What do these figures mean? The answer is not much. Carl Bialik, aka The Numbers Guy from the Wall Street Journal, says this:
“The so-called average cost… is a mean…. The mean is especially susceptible to a single lavish exception: One $1 million wedding put into the mix with 54 weddings costing $10,000 each would boost the mean to $28,000, although among the 55 couples, $10,000 would seem a much better representation of the typical cost.”
He further explains that the results are tallied from e-mail survey responses conducted by wedding sites and represent a tiny fraction of the bridal population. The bottom line? Those ‘average’ costs are very misleading.

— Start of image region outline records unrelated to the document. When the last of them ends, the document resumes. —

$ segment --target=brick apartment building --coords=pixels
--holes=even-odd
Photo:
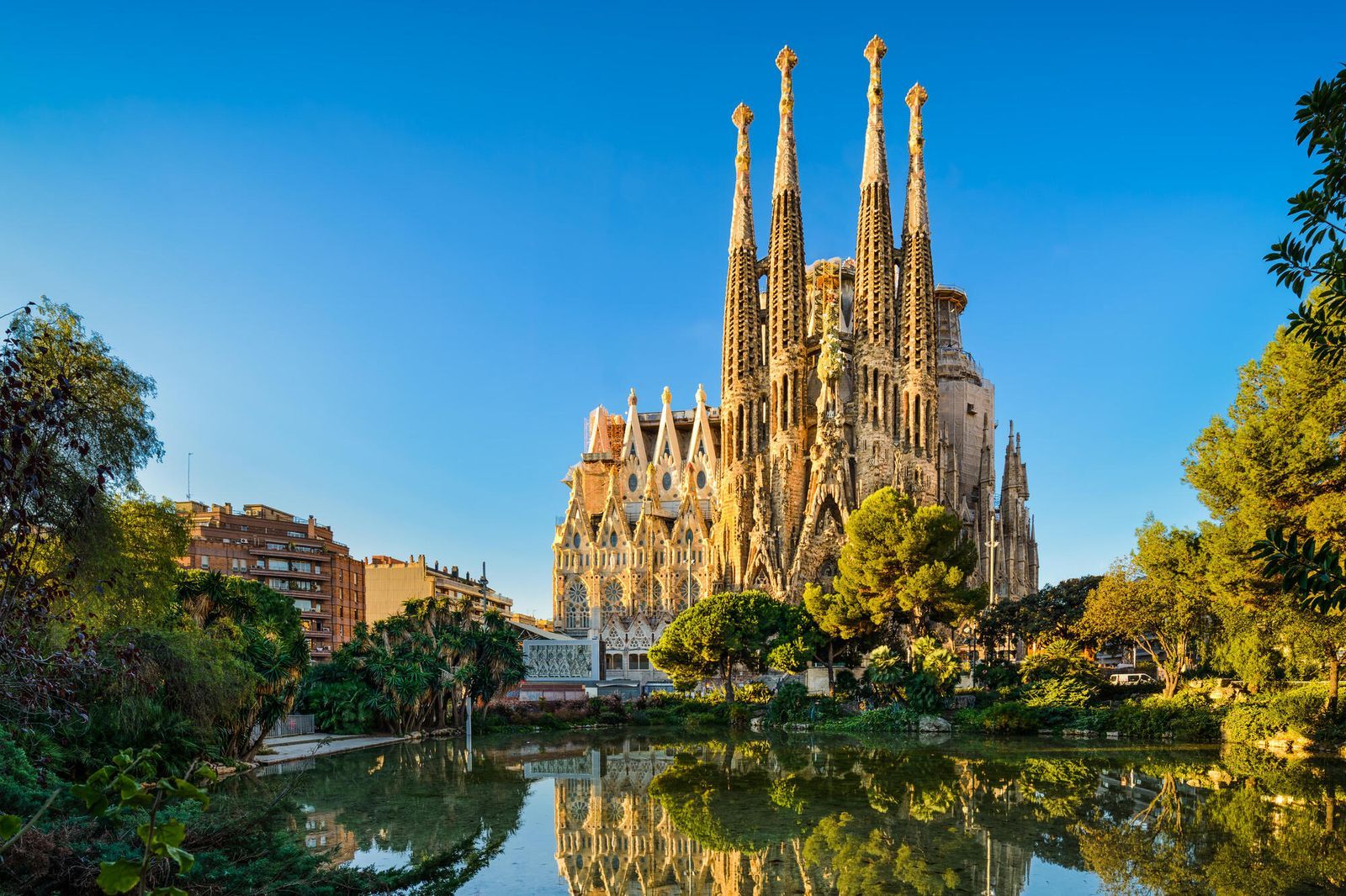
[[[494,609],[513,618],[514,601],[491,588],[486,578],[472,578],[458,566],[425,562],[425,554],[394,560],[384,554],[365,558],[365,618],[370,624],[402,611],[408,600],[424,597],[466,600],[476,613]],[[528,618],[526,620],[532,620]]]
[[[267,505],[178,502],[191,542],[188,569],[260,581],[289,595],[303,619],[311,657],[330,659],[365,619],[365,565],[332,538],[331,526]]]

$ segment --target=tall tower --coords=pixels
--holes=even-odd
[[[781,564],[789,568],[804,518],[809,369],[804,346],[804,219],[800,211],[800,160],[794,147],[794,50],[775,58],[781,70],[781,130],[771,184],[771,241],[767,248],[767,363],[770,404],[771,498],[779,533]]]
[[[860,222],[855,239],[855,464],[856,494],[868,495],[895,476],[898,315],[894,287],[892,204],[883,139],[883,81],[879,63],[888,51],[875,36],[870,61],[870,121],[860,175]]]
[[[738,153],[734,159],[734,215],[730,223],[730,272],[724,284],[724,352],[720,366],[720,443],[724,468],[716,545],[730,584],[746,574],[752,529],[752,468],[762,448],[762,323],[758,315],[756,238],[748,178],[748,125],[752,110],[734,110]]]
[[[925,136],[921,106],[926,89],[907,91],[911,124],[907,204],[902,215],[902,444],[910,452],[918,500],[934,498],[940,385],[935,374],[934,266],[930,258],[930,213],[926,206]]]

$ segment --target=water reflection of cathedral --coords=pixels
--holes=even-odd
[[[528,778],[555,782],[556,864],[573,896],[839,892],[837,869],[818,861],[808,831],[762,849],[715,849],[681,830],[669,809],[650,795],[651,782],[676,761],[672,749],[627,744],[621,752],[587,749],[525,764]],[[1014,795],[1000,794],[999,799],[1012,800]],[[945,876],[957,883],[941,892],[1019,896],[1028,883],[1032,850],[1000,841],[980,826],[975,802],[954,802],[940,813],[938,821],[946,822],[958,841],[958,868]],[[937,819],[921,823],[930,821]],[[940,870],[934,869],[935,874]]]

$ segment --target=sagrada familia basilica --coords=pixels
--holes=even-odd
[[[598,638],[607,669],[649,669],[645,651],[673,615],[717,589],[797,600],[829,584],[848,515],[884,486],[941,503],[980,548],[996,599],[1038,585],[1038,546],[1020,436],[1010,424],[995,487],[995,387],[962,347],[966,295],[937,285],[926,204],[926,90],[907,91],[907,186],[894,234],[880,62],[870,117],[853,258],[806,264],[791,73],[783,48],[781,121],[766,257],[752,225],[748,126],[738,128],[720,406],[697,389],[674,410],[590,413],[571,498],[556,526],[555,626]],[[895,238],[896,235],[896,238]],[[765,285],[763,285],[765,283]],[[611,674],[611,673],[610,673]],[[633,675],[643,678],[645,675]]]

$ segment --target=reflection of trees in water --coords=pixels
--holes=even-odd
[[[448,743],[338,756],[295,798],[362,849],[423,858],[476,834],[452,857],[470,874],[518,826],[529,780],[551,778],[557,866],[586,896],[1018,896],[1034,856],[1114,893],[1273,896],[1346,884],[1339,768],[1055,741],[606,733],[478,747],[471,772]]]
[[[1154,760],[1128,782],[1129,817],[1077,827],[1108,893],[1323,893],[1346,889],[1339,768],[1246,749],[1211,770]]]
[[[643,811],[692,841],[701,866],[720,862],[711,892],[1014,896],[1032,856],[1119,893],[1346,883],[1331,767],[1211,751],[773,747],[674,744],[649,787]],[[579,883],[572,892],[591,892],[592,880]],[[693,883],[678,879],[681,892],[703,892]]]
[[[517,763],[475,751],[472,771],[460,743],[394,744],[381,751],[328,756],[299,778],[241,779],[252,799],[288,790],[295,826],[304,842],[335,848],[331,860],[357,850],[405,856],[421,864],[435,885],[417,891],[450,893],[470,880],[517,830],[528,782]],[[310,842],[312,841],[312,842]]]

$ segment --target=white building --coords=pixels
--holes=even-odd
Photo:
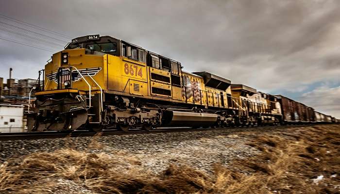
[[[24,106],[0,104],[0,132],[25,131]]]

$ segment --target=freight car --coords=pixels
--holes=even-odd
[[[282,95],[276,96],[281,105],[282,123],[309,123],[314,121],[314,110],[300,102]]]
[[[314,120],[313,109],[301,103],[292,102],[293,108],[287,109],[290,104],[285,102],[293,101],[183,68],[177,61],[111,36],[72,39],[39,71],[42,84],[32,88],[36,99],[27,114],[28,130]]]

But having this ‘average’ reported extensively in books, magazines, on television and on websites is persuasive. Industry professionals naturally want business and are not above appealing to a couple’s insecurity and ignorance, suggesting that a do-it-yourself wedding is ‘risky’ or ‘tacky’ or ‘cheap’.

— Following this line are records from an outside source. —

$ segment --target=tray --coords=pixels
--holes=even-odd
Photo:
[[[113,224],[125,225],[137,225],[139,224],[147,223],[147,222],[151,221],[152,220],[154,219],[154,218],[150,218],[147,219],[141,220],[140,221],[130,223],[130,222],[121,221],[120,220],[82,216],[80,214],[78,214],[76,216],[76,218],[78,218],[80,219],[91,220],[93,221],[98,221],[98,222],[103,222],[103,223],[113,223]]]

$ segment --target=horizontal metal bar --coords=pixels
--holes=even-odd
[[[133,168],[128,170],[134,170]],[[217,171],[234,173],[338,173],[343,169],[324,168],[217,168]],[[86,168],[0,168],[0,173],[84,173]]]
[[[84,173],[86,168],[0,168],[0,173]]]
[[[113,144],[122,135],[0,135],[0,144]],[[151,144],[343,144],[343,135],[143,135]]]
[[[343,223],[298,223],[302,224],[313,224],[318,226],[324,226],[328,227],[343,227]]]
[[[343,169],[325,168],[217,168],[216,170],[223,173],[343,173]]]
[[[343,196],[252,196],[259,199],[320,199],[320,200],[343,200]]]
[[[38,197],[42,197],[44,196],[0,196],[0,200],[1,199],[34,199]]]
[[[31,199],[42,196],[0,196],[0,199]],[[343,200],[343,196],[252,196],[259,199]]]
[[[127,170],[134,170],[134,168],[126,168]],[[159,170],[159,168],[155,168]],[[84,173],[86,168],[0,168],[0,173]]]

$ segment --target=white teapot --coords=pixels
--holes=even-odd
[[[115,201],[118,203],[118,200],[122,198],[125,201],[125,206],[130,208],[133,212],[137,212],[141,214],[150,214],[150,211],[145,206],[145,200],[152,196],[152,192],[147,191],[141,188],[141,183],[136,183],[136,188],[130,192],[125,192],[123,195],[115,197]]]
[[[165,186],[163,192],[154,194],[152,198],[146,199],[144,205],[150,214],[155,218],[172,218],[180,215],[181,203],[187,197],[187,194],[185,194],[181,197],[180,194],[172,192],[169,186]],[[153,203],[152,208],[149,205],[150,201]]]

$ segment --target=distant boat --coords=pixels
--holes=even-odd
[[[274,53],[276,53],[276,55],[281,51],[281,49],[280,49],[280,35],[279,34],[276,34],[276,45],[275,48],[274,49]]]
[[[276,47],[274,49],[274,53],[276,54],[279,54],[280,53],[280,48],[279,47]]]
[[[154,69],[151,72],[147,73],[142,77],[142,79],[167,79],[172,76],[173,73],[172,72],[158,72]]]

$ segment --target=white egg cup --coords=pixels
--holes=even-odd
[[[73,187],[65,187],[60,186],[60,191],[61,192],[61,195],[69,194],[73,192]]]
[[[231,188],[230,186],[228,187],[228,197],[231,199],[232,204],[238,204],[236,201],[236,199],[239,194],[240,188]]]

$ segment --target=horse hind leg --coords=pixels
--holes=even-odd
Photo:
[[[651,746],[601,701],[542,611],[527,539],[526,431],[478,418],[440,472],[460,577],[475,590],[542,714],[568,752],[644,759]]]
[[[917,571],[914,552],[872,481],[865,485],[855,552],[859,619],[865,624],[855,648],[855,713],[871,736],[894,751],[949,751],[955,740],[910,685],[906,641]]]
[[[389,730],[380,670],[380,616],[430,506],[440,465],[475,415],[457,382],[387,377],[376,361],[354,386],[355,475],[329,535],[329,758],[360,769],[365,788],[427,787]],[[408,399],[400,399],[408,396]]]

The $28,000 wedding is nothing more than a profitable and persuasive sales pitch.
But there’s more to it than that. I really wish I could find the young woman I met at Powell’s bookstore and say to her,
“It doesn’t matter. Really and truly. Whatever you spend on your wedding is your business. There will be many who spend fifty times the supposed ‘average’ or a fraction of it – but that’s not your concern.”
In other words, don’t freak out.
The average cost of a wedding is irrelevant to what a couple’s needs might be. How much to spend and how to spend it should be determined by the customer not the wedding industry. That is the real issue. Couples can and should take control, ignore the hype, and draw on the vendors for their valuable expertise.

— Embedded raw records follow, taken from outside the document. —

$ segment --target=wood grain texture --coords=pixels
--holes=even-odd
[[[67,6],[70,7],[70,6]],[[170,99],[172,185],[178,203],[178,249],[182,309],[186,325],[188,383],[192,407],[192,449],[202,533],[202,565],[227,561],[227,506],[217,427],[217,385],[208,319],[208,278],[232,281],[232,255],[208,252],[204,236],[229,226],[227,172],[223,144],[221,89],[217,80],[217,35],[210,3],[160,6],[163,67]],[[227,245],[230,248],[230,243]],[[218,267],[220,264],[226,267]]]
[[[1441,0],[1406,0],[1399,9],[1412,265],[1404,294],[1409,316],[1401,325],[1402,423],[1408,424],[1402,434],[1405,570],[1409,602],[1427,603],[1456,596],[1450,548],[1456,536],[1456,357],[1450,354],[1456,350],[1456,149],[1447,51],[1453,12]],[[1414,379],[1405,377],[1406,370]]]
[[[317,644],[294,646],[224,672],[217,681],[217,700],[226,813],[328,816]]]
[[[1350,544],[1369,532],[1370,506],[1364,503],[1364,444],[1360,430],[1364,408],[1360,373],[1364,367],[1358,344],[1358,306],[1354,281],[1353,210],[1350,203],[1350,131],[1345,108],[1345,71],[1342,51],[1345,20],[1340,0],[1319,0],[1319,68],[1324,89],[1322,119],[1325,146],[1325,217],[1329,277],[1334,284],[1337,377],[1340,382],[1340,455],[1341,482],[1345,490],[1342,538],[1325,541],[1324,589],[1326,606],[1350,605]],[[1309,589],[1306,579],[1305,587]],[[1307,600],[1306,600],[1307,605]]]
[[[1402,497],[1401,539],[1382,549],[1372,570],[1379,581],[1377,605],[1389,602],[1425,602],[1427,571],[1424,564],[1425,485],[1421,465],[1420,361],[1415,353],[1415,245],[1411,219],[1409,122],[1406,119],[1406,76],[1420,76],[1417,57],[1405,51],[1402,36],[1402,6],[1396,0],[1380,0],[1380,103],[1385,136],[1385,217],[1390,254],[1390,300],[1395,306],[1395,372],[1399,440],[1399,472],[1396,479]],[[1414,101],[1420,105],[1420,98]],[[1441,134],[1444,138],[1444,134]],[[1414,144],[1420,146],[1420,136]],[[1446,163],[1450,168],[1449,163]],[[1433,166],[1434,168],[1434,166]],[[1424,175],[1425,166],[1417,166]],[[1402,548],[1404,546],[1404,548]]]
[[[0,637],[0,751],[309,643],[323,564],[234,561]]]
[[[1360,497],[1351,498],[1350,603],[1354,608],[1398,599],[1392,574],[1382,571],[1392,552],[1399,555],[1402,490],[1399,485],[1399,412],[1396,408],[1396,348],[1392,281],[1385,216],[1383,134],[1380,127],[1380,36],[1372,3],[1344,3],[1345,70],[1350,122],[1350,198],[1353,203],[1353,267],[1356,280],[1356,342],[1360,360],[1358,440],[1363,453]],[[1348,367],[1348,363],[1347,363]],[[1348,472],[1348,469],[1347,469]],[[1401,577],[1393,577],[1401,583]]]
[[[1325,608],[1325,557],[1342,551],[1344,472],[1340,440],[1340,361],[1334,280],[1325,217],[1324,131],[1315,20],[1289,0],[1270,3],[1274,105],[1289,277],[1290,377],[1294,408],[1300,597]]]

I’d like to give the ‘average cost of a wedding’ a quiet little burial right now and urge bridal couples to take a good squint at what they can and want to spend.
I know lots of couples who have spent wisely and avoided starting their marriage with debt. Lots of people who participate actively in the wedding preparations. They aren’t fooled by a lot of hype but recognize that weddings do take time, planning, and effort.
I’m going to end this post with a little story. A true story.
What was the most important thing to you in planning your wedding?
How much did your wedding cost?
Did that include your dress?
That included everything.
Were you happy with the outcome of your wedding day?
We loved every minute.
I had this conversation with a young couple seated next to me on an airplane. They were headed for their honeymoon. During the trip, they mentioned they had just been married and I asked them a few questions which they were happy to answer.
I was so impressed by their air of complete satisfaction and happiness. Nothing average about this couple!
Now just to underline my point. The amount my honeymooning fellow passengers spent on their wedding was satisying to them. They threw a great wedding! But their experience is theirs alone and this post is not about their budget (I have plenty to say about budgeting which I’ll save for later.)
It is about you, making your own reasoned and personal decisions.
Wall Street Journal’s Carl Bialik, aka The Numbers Guy’s article about calculating wedding costs, http://blogs.wsj.com/numbersguy/calculating-the-cost-of-weddings-175/
One Perfect Day: The Selling of the American Wedding by Rebecca Mead is a very compelling read from a very gifted and thorough writer. You may or may not find it in the wedding section of a bookstore. Often, it’s shelved in sociology.
For a good look at the “True Cost of a Wedding” as presented using industry facts and figures go to the following site: http://www.divinecaroline.com/22072/113864
* Question posed by the author to the Retail and Consumer Issues reporter Laura Gunderson at the Oregonian newspaper.